TitleTransplantation with allogenic bone marrow from a donor with systemic lupus erythematosus (SLE): successful outcome in the recipient and induction of an SLE flare in the donor
Publication TypeJournal Article
Year of Publication1996
AuthorsSturfelt G, Lenhoff S, Sallerfors B, Nived O, Truedsson L, Sjoholm AG
JournalAnn Rheum Dis
Volume55
Issue9
Pagination638 - 41
Date PublishedSep
ISSN0003-4967 (Print) 0003-4967 (Linking)
Accession Number8882135
Keywords*Tissue Donors, Adult, Autoantibodies / metabolism, Bone Marrow Transplantation / *immunology, Complement C1q / immunology, Graft vs Host Disease / immunology, Humans, Leukemia, Myeloid, Acute / therapy, Lupus Erythematosus, Systemic / *immunology, Male, Middle Aged, Transplantation, Homologous
Abstract

OBJECTIVE: To investigate the transfer of autoimmunity by allogenic bone marrow transplantation. METHODS: Bone marrow transplantation was performed in a 43 years old man with acute myeloid leukaemia (AML) in remission. The donor was his HLA identical brother who had a mild systemic lupus erythematosus (SLE). Autoantibodies, including antinuclear, anti-C1q, and anticardiolipin antibodies, were measured before and after transplantation. RESULTS: Transient mild graft versus host disease (GvHD) developed in the recipient in the weeks following transplantation.

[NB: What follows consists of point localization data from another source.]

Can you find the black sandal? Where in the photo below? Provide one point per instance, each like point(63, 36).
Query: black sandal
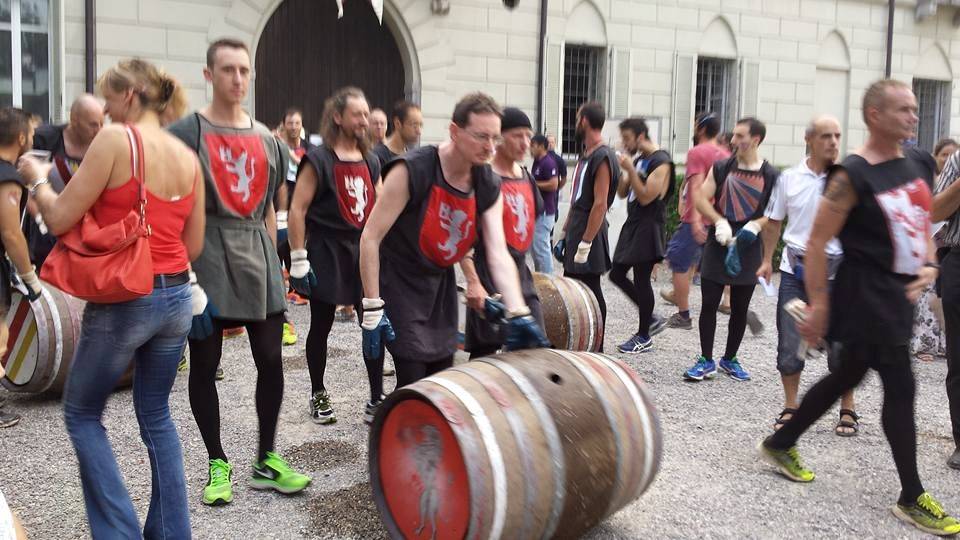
point(780, 421)
point(854, 425)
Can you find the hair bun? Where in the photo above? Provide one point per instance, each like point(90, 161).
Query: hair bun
point(167, 88)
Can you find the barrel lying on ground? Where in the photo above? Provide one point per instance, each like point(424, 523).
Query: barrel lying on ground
point(528, 444)
point(43, 339)
point(571, 314)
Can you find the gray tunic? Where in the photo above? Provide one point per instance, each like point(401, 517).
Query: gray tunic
point(239, 268)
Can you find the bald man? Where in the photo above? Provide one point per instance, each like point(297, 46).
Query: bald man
point(67, 144)
point(796, 198)
point(378, 126)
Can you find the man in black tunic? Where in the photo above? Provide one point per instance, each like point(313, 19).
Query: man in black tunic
point(426, 220)
point(585, 248)
point(877, 202)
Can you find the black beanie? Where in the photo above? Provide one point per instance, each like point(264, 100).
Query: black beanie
point(514, 118)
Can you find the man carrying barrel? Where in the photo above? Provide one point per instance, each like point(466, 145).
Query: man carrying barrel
point(434, 199)
point(16, 138)
point(585, 248)
point(521, 204)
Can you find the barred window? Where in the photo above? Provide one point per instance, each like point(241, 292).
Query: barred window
point(583, 81)
point(933, 103)
point(716, 89)
point(25, 55)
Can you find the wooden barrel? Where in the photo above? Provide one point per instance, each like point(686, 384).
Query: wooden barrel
point(43, 338)
point(571, 314)
point(528, 444)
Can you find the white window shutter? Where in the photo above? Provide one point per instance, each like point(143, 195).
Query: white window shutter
point(553, 91)
point(684, 88)
point(621, 86)
point(749, 87)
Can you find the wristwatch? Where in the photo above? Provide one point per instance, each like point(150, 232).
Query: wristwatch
point(36, 185)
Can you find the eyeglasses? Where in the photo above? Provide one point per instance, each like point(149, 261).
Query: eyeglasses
point(484, 138)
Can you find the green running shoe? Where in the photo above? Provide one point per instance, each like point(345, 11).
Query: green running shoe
point(219, 488)
point(274, 473)
point(927, 515)
point(787, 462)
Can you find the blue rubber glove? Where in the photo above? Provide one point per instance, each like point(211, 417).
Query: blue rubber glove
point(377, 329)
point(748, 234)
point(201, 327)
point(523, 332)
point(560, 250)
point(302, 277)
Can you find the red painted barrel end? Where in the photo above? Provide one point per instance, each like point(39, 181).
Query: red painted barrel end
point(419, 478)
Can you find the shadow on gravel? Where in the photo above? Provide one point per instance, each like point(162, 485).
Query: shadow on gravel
point(347, 513)
point(321, 455)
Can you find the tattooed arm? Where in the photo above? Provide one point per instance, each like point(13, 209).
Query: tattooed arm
point(835, 205)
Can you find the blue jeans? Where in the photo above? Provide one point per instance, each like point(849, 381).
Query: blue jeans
point(151, 331)
point(788, 336)
point(543, 243)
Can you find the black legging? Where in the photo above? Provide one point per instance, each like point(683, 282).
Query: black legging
point(485, 350)
point(411, 371)
point(740, 296)
point(592, 281)
point(893, 366)
point(321, 322)
point(205, 356)
point(640, 290)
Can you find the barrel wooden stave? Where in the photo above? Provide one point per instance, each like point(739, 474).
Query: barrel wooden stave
point(571, 313)
point(597, 452)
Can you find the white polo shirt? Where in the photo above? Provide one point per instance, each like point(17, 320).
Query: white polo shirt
point(795, 198)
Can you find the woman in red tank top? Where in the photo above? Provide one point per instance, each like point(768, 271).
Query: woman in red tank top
point(152, 329)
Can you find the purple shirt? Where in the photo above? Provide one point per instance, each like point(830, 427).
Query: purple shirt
point(544, 169)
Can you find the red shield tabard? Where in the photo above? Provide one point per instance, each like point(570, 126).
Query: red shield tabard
point(355, 193)
point(449, 227)
point(240, 170)
point(519, 214)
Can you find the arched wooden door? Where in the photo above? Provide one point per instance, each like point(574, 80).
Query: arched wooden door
point(305, 54)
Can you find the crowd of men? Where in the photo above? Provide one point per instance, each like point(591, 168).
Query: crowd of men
point(383, 223)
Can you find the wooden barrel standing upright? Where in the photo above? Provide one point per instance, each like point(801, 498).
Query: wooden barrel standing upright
point(571, 313)
point(43, 339)
point(528, 444)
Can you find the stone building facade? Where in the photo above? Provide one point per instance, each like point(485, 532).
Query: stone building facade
point(781, 60)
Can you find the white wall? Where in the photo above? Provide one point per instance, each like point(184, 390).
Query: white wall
point(480, 45)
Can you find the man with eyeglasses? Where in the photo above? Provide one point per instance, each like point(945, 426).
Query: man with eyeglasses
point(407, 125)
point(585, 248)
point(433, 200)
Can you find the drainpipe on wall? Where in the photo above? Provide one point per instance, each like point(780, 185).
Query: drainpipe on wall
point(890, 10)
point(540, 68)
point(90, 43)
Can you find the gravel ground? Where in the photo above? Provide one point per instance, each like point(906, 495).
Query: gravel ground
point(711, 483)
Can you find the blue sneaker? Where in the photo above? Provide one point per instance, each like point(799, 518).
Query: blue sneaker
point(734, 369)
point(703, 369)
point(636, 344)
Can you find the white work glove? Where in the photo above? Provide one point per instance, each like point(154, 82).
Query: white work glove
point(198, 298)
point(32, 283)
point(38, 219)
point(372, 313)
point(299, 265)
point(722, 232)
point(583, 252)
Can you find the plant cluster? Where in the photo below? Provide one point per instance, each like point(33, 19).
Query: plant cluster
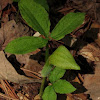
point(35, 13)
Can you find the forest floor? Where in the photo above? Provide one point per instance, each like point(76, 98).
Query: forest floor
point(20, 75)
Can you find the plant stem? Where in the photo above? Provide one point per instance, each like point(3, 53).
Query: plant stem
point(44, 78)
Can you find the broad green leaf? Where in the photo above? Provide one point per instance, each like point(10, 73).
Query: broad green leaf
point(25, 44)
point(67, 24)
point(62, 58)
point(63, 86)
point(35, 15)
point(56, 74)
point(46, 69)
point(49, 93)
point(43, 3)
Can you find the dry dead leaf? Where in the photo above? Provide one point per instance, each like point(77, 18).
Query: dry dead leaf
point(92, 83)
point(3, 4)
point(91, 52)
point(7, 72)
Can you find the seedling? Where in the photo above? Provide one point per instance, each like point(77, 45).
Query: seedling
point(34, 12)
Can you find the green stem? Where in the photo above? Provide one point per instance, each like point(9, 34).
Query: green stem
point(44, 78)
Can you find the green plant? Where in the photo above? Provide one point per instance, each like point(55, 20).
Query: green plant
point(34, 12)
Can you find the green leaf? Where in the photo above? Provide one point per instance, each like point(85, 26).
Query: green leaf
point(62, 58)
point(25, 44)
point(43, 3)
point(67, 24)
point(63, 86)
point(35, 15)
point(49, 93)
point(46, 69)
point(56, 74)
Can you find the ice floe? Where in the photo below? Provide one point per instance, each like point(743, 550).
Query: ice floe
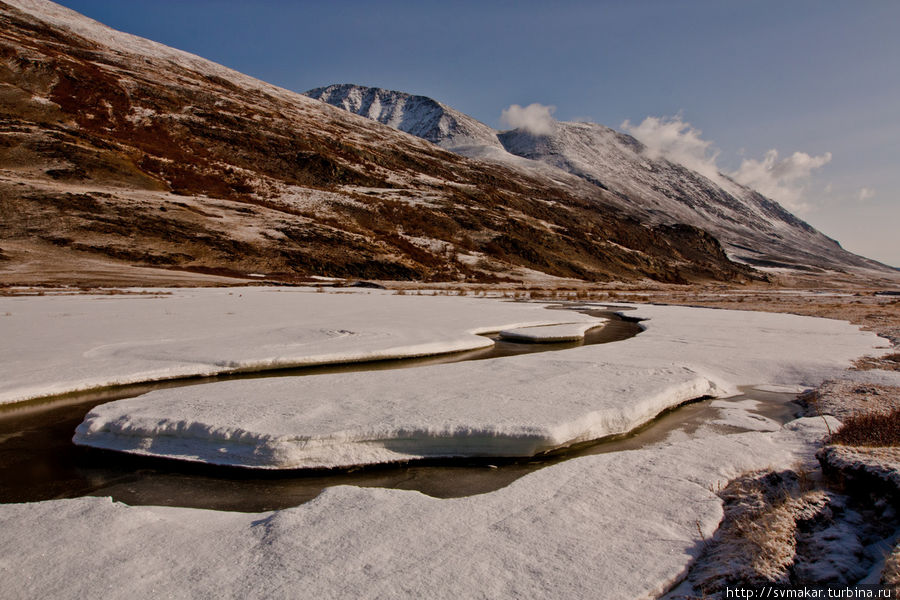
point(58, 344)
point(564, 332)
point(515, 406)
point(617, 526)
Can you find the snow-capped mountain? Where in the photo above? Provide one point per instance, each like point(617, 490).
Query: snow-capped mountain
point(752, 228)
point(416, 115)
point(118, 154)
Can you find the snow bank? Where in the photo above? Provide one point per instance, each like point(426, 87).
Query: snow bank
point(58, 344)
point(564, 332)
point(515, 406)
point(618, 526)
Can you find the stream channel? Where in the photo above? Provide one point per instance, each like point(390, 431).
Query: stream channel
point(38, 460)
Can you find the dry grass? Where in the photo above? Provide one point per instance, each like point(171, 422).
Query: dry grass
point(872, 429)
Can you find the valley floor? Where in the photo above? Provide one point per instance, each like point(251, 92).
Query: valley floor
point(617, 525)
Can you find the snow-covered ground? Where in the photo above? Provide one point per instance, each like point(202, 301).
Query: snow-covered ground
point(515, 406)
point(58, 344)
point(618, 526)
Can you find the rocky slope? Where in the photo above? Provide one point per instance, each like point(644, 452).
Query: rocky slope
point(119, 149)
point(753, 229)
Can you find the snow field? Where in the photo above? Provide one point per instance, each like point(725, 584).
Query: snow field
point(514, 406)
point(618, 526)
point(59, 344)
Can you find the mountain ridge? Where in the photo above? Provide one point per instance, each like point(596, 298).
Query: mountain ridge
point(754, 229)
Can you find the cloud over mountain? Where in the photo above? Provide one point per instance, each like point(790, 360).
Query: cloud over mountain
point(535, 118)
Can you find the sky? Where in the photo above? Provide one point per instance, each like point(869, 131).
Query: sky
point(798, 99)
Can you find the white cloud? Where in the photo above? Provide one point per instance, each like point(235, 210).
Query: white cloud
point(781, 179)
point(678, 141)
point(534, 118)
point(864, 194)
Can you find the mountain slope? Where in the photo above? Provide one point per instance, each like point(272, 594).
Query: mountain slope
point(753, 229)
point(115, 148)
point(416, 115)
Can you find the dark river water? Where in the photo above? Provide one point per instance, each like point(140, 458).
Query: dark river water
point(38, 460)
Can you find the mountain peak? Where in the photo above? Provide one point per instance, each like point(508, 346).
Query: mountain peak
point(417, 115)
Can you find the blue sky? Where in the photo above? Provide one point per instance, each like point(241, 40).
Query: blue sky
point(821, 78)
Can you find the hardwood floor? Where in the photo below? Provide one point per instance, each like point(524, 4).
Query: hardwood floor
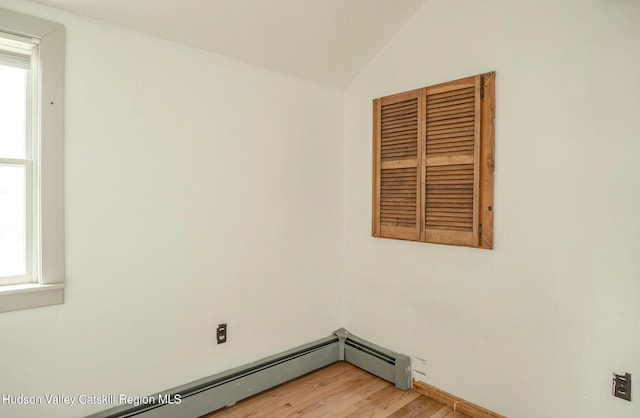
point(338, 390)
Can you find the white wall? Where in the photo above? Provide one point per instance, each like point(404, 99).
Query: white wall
point(535, 327)
point(199, 190)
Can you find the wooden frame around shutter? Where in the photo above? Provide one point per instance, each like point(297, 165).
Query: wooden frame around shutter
point(454, 162)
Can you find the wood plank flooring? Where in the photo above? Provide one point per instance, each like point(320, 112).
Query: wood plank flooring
point(338, 390)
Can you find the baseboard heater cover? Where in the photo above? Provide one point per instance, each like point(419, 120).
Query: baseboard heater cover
point(217, 391)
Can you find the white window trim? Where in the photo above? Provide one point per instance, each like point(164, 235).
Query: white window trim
point(49, 290)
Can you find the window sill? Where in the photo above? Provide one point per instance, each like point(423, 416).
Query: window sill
point(26, 296)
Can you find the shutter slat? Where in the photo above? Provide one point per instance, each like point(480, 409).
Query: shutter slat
point(398, 188)
point(451, 144)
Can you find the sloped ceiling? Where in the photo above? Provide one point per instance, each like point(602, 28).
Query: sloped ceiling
point(328, 41)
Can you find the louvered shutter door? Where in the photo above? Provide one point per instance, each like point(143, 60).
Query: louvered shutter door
point(451, 162)
point(397, 151)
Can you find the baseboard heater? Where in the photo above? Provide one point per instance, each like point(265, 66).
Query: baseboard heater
point(214, 392)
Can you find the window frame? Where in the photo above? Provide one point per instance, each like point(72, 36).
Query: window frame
point(397, 120)
point(48, 197)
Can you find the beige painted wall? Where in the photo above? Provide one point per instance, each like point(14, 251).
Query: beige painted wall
point(535, 327)
point(199, 190)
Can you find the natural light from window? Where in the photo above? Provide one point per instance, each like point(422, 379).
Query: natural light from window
point(13, 178)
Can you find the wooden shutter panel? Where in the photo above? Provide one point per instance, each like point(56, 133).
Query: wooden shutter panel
point(433, 163)
point(397, 174)
point(451, 162)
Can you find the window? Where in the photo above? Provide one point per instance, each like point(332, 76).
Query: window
point(31, 162)
point(433, 163)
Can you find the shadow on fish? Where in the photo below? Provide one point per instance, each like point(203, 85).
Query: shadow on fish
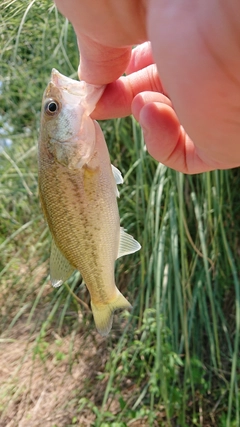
point(78, 193)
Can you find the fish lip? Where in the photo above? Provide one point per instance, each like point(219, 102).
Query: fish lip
point(74, 87)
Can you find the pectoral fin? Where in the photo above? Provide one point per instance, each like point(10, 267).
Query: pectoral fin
point(117, 177)
point(60, 268)
point(128, 245)
point(103, 314)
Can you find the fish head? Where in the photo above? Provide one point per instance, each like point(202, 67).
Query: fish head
point(67, 129)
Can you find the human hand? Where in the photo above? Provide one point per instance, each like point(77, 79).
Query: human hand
point(197, 54)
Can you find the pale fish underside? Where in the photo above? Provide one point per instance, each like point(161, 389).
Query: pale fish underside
point(78, 190)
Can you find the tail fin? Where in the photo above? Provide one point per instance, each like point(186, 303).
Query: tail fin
point(103, 314)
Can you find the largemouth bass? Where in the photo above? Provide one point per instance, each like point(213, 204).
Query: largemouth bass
point(78, 194)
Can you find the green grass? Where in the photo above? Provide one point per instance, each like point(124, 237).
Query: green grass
point(175, 359)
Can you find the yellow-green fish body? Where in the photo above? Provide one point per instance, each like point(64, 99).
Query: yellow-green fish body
point(78, 190)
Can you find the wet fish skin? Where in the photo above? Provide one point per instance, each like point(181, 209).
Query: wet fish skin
point(78, 195)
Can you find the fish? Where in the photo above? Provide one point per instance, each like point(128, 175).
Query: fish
point(78, 194)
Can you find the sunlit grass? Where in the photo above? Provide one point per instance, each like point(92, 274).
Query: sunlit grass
point(175, 358)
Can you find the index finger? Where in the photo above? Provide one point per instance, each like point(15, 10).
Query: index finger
point(117, 98)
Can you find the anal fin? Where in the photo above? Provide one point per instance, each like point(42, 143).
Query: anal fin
point(103, 314)
point(127, 245)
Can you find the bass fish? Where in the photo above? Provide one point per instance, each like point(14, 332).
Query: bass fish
point(78, 193)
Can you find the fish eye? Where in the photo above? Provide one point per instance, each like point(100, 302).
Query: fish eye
point(51, 107)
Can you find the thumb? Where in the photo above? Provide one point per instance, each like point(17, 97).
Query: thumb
point(101, 64)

The donor had persistently high concentrations of anti-C1q antibodies to the collagenous region of the complement component C1q. Three months after transplantation the recipient developed antiC1q antibodies that persisted for two months. No other autoantibodies and no SLE-like manifestations appeared. Chronic GVHD started five months posttransplant and responded to intensified immunosuppressive treatment. Three years post-transplant the patient was in unmaintained remission. Within a few weeks after bone marrow donation the donor's disease was exacerbated with development of severe pulmonary alveolitis which required treatment with cyclophosphamide. CONCLUSIONS: When bone marrow transplantation was performed in a patient with AML with bone marrow from an HLA identical brother who had SLE, no evidence of transfer of disease was obtained. However, the recipient temporarily produced anti-C1q antibodies which was a characteristic feature of the donor's SLE and was probably produced by the transplant. The flare of the donor's SLE might be related to the bone marrow tap.